A África do Sul pretende mediar o conflito no Sudãocom o Presidente Ramaphosa a envolver ambos os lados em conflito para mediar a paz.

“O Sudão é uma grande preocupação para a UA e foi uma questão fundamental nas minhas discussões com os seus homólogos da Nigéria e do Egipto. Reunir todas as partes em conflito para o diálogo é essencial para uma solução duradoura”, enfatizou Lamola.

O IRC informa que mais de 11 milhões de pessoas estão deslocadas internamente no Sudão, marcando a maior crise de deslocamento interno do mundo.

Elizabeth Sidiropoulos, chefe do grupo de reflexão Instituto Sul-Africano de Assuntos Internacionais, destacou o interesse da África do Sul nos conflitos em todo o continente, particularmente na África Austral e na região dos Grandes Lagos.

“O principal desafio para o ministro será utilizar eficazmente os nossos recursos limitados tanto na defesa como na mediação diplomática para conflitos cruciais no nosso continente”, disse ela.

Diplomacia econômica

Lamola também enfatizou o seu compromisso com a diplomacia económica, defendendo condições de empréstimo favoráveis ​​para os países africanos.

Isto ocorre em meio a protestos em massa em Quênia contra empréstimos com juros elevados do Fundo Monetário Internacional (FMI) e de outros credores ocidentais, que muitos acreditam terem exacerbado as dificuldades económicas naquele país.

Durante anos, os credores multilaterais, especialmente o FMI, enfrentou críticas na África por impor condições rigorosas de empréstimo que afectam desproporcionalmente os pobres.

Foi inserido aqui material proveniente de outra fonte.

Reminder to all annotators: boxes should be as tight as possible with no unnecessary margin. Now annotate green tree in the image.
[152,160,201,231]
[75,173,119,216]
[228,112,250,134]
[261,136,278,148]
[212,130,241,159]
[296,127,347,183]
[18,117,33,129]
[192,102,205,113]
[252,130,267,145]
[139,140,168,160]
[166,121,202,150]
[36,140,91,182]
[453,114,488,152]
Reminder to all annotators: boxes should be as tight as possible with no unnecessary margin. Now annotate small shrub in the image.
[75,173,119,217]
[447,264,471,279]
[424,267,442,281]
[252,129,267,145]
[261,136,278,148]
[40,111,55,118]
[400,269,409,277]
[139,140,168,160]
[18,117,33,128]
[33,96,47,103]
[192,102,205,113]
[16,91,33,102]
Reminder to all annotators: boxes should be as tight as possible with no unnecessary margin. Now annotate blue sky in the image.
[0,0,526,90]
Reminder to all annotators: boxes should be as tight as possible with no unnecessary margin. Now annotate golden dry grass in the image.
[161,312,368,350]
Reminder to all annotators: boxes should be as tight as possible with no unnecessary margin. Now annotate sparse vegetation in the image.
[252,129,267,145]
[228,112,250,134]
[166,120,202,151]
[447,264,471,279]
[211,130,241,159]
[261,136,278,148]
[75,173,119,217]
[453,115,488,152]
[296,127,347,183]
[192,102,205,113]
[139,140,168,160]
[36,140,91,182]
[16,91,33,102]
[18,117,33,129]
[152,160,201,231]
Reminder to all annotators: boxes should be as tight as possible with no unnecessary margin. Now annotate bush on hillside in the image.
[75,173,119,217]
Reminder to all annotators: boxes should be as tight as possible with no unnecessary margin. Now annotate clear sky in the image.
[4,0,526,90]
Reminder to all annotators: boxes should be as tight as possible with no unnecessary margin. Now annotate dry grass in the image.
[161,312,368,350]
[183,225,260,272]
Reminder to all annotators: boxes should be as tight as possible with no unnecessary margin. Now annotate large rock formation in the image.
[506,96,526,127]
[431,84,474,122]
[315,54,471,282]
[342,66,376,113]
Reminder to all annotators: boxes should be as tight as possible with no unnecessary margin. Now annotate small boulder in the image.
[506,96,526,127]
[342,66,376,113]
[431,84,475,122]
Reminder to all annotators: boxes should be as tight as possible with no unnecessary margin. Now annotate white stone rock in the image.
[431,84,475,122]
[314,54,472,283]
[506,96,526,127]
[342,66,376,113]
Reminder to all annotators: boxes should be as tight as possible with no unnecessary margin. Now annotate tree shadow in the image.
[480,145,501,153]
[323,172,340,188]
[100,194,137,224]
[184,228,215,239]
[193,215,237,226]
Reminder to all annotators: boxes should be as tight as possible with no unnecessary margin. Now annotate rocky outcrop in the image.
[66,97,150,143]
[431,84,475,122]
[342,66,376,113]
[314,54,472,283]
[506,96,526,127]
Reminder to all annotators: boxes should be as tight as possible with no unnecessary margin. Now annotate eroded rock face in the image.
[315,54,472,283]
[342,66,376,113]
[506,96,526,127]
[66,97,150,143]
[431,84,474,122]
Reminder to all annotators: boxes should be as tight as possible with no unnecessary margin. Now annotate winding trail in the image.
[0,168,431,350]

Lamola planeia alavancar a posição global da África do Sul, incluindo a sua próxima presidência do G20, para garantir financiamento favorável para projectos de desenvolvimento africanos.

“Defendemos condições de financiamento que apoiem o desenvolvimento sem prejudicar a soberania”, explicou.

Lamola sublinhou também a importância de abordar as alterações climáticas sem comprometer o desenvolvimento africano.

“Nossa transição deve ser justa e inclusiva”, disse ele.